Great article but back to Rosetta Stones real problem….There are too many people out there who have either purchased the system or received the free trial disc and “word of mouth” is the system is NOT the best way to learn Italian. It’s the word of mouth killing sales.

Michel Nizon
Michel Nizon
14 years ago

When the majority of your turn over is coming from US schools, laughing at your customers teachers is not the best way to increase your business. The teacher is not the enemy of e-learning materials, they are just the only one to know how to integrate new technology in teaching and training.

Jamie
Jamie
14 years ago

From Article: “I still would have liked to see the original print spots developed as TV ads. Does the farm boy get the model?” That actually was made as a TV ad and ran for quite a while last year. It was one of Rosetta most popular ad’s (second only to Micheal Phelps) And in response to the Language Teacher that posted above attempting to save face…it may not be that the teachers are the enemy. It’s understandable that they are forced to stick to the curriculum given to them. But they have to understand that what they are doing… Read more »

Michel Nizon
Michel Nizon
14 years ago

Hi Jamie,

Saying that teachers who are not using Rosetta Stone are doomed looks like blackmail!

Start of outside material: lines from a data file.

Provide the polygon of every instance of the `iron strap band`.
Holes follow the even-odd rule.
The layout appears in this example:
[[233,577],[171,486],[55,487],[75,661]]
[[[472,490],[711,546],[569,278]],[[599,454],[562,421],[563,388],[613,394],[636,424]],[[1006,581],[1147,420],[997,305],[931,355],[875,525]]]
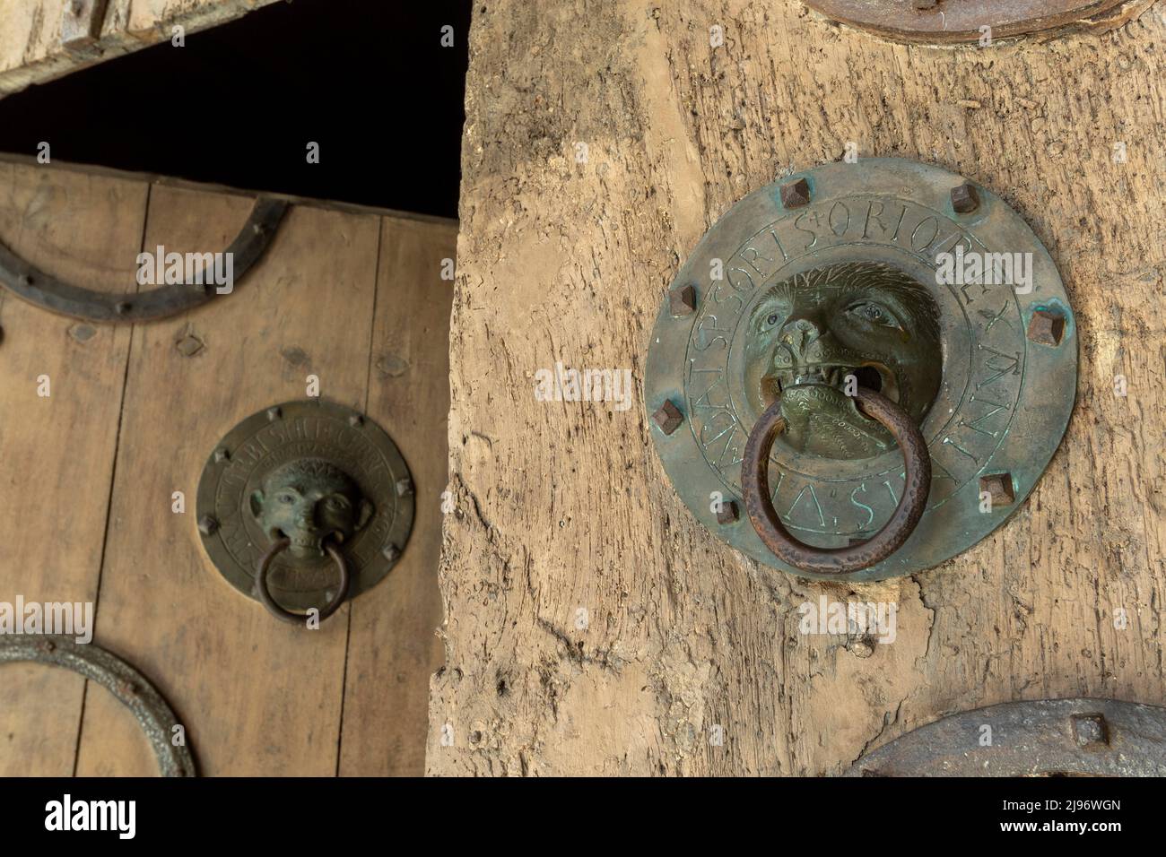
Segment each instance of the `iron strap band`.
[[779,560],[803,571],[844,575],[881,562],[902,547],[927,508],[932,458],[919,427],[907,412],[872,389],[858,387],[854,398],[859,409],[883,423],[898,442],[906,473],[899,505],[890,520],[865,541],[842,548],[815,548],[794,539],[781,522],[770,496],[770,452],[778,435],[786,429],[780,394],[753,426],[745,444],[740,479],[749,520]]
[[[233,276],[241,280],[267,250],[287,211],[283,199],[260,197],[226,253],[232,254]],[[87,322],[133,323],[184,312],[217,295],[213,285],[171,285],[149,291],[111,293],[73,286],[45,274],[0,243],[0,286],[50,312]]]
[[62,634],[0,635],[0,663],[31,661],[64,667],[104,687],[134,712],[154,747],[163,777],[196,777],[190,750],[174,744],[178,718],[141,673],[100,646]]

Certainly not the best way to advocate your cause…
I’m not a language teacher, just a e-learning publisher that thinks that you can’t teach a language solely with a computer like your ads would like all of us to believe.

Jeff
Jeff
14 years ago

I’d like to see Rosetta run the same ad, but the other way around + model photo: “She was an Italian supermodel. He was a hard-working farm boy. She knew she would have just one chance to impress him.”